Pasquale Sorrenti, Il principe dei librai (LB edizioni, pp. 81, euro 10) è una raccolta di testimonianze, interviste, articoli di giornale, ricordi personali di una figura, quella di Pasquale Sorrenti, che ha animato per oltre 40 anni la vita culturale di Bari. L’idea di questo libro è venuta a Luigi Bramato e Valeria Bottalico in occasione dell’intitolazione a Sorrenti, il 27 settembre 2017, da parte del Comune di Bari, di un piccolo giardino sul lungomare Imperatore Augusto.

Accompagnata da una Prefazione di Angelo Tomasicchio e da una Introduzione e Postfazione dei due figli di Sorrenti, questa raccolta a più voci si discosta in verità solo in parte dalla linea editoriale della LB edizioni: stavolta ad essere recuperato non è più un libro datato o dimenticato, ma una figura che ha dedicato la propria vita ai libri, al recupero e alla conservazione della memoria culturale barese e pugliese e della sua enorme ricchezza, in tutti gli ambiti del sapere. Sorrenti, appunto, non fu solo un libraio, ma fu un erudito «autodidatta», come soleva definirsi, la cui attività poliedrica di storico infaticabile e poeta vernacolare è ben riassunta da Gianni Cavalli, nonché dalla bibliografia essenziale posta alla fine del volume. L’enorme conoscenza della cultura pugliese è d’altronde messa in risalto da un’intervista di Giorgio Saponaro a Sorrenti, risalente al 1981 e contenuta nel volume Le voci della città (Adda). Da queste parole emerge la vastità di interessi e la profondità dell’erudizione che Sorrenti possedeva, nutrite dalla sua enorme biblioteca che donò poi al Comune di Bari. La sua attività di ricerca spaziava dalla poesia, alla pittura, all’architettura, alla toponomastica, alla musica, al teatro, alla storiografia.
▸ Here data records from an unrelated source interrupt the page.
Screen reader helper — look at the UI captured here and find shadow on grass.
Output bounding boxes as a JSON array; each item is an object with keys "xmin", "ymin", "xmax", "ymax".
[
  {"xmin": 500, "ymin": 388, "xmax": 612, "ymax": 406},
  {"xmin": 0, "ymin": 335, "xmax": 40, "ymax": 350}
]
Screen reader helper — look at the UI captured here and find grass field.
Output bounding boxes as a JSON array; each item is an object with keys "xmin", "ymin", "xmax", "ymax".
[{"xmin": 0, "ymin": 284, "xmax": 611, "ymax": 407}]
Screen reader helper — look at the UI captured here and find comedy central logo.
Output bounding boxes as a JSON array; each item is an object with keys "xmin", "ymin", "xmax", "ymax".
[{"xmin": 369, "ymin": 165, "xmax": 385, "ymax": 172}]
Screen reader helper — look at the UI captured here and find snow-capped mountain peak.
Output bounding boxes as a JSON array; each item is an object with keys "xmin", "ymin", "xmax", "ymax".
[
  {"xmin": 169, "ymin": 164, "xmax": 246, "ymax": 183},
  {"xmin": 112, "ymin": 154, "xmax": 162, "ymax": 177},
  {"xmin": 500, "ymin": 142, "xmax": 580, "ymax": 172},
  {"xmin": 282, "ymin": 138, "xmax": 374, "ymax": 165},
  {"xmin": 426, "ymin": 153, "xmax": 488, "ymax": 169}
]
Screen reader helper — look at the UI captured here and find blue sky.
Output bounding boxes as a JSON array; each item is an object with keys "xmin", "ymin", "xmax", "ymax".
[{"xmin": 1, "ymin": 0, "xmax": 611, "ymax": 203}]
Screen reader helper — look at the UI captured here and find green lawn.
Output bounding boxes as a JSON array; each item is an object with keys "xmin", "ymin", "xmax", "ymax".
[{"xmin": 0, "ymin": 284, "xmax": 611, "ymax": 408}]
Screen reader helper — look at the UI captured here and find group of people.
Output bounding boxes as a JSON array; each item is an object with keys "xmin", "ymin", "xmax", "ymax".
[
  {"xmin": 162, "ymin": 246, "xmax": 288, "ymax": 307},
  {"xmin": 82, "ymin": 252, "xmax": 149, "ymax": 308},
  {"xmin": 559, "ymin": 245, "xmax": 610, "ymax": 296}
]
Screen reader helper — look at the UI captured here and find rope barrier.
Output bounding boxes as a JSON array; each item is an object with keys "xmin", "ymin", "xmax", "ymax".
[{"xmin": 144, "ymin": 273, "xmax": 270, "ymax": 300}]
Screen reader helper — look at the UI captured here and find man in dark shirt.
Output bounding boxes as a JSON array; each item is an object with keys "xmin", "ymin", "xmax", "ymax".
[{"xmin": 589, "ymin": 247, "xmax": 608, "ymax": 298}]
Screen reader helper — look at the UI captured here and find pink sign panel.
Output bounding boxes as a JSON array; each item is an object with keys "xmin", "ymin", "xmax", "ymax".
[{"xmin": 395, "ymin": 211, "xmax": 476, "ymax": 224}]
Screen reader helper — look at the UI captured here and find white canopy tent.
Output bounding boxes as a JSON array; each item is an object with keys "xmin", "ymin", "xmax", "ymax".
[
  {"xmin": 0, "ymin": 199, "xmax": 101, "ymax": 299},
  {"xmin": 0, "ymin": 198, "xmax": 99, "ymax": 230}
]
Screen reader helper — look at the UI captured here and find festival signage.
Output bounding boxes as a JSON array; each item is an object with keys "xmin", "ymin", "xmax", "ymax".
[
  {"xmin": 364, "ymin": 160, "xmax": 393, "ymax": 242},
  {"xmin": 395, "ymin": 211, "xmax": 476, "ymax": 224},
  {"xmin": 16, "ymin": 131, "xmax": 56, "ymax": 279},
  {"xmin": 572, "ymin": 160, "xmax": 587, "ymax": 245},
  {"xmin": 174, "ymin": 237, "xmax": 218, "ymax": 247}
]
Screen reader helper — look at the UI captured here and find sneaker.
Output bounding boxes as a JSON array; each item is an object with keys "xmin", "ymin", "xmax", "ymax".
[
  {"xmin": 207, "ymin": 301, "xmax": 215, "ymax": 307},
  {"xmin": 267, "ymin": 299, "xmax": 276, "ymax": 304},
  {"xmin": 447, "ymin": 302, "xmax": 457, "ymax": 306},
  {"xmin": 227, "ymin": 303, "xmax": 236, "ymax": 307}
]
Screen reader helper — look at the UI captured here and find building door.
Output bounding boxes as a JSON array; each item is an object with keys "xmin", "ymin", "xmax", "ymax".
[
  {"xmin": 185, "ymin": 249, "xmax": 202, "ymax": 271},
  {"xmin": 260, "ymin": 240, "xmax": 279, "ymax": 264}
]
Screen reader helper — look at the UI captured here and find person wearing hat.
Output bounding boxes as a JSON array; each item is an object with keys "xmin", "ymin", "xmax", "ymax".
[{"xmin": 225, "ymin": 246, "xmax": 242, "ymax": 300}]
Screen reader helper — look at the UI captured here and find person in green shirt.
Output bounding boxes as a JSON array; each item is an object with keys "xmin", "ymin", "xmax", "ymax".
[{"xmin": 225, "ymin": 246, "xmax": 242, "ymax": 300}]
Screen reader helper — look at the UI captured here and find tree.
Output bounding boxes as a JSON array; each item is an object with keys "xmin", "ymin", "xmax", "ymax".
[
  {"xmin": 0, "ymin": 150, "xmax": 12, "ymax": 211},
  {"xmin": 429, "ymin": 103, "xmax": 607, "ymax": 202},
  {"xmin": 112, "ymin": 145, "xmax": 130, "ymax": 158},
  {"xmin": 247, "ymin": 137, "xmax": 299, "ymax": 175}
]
Le “voci” di questa raccolta non si concentrano però solo sull’uomo, pacato e dal carattere spigoloso solo all’apparenza, ma si soffermano sul luogo fisico a cui egli diede vita: la libreria, con le sue «stalagmiti» di libri impilati e il caos calmo nel quale Sorrenti si muoveva con disinvoltura sorprendente. Era lì infatti che Sorrenti studiava e scriveva i propri libri.

La libreria di Pasquale Sorrenti in via Andrea da Bari, 79 non fu soltanto un ‘negozio’ di libri, bensì un vero e proprio luogo d’incontro e scambio culturale. Di lì sono passate intere generazioni di intellettuali (e non solo), poeti e filosofi baresi, da Giorgio Saponaro e Vittorio Stagnani sino a Vito De Fano, Vito Maurogiovanni nonché Hrand Nazariantz, di cui Sorrenti era personalmente amico.

Il libello pensato da LB edizioni è non soltanto un omaggio a un grande barese, ma anche ad una Bari che non esiste più, che piacerà ricordare a chi l’ha vissuta e certamente interesserà ancor di più chi non ha potuto farlo.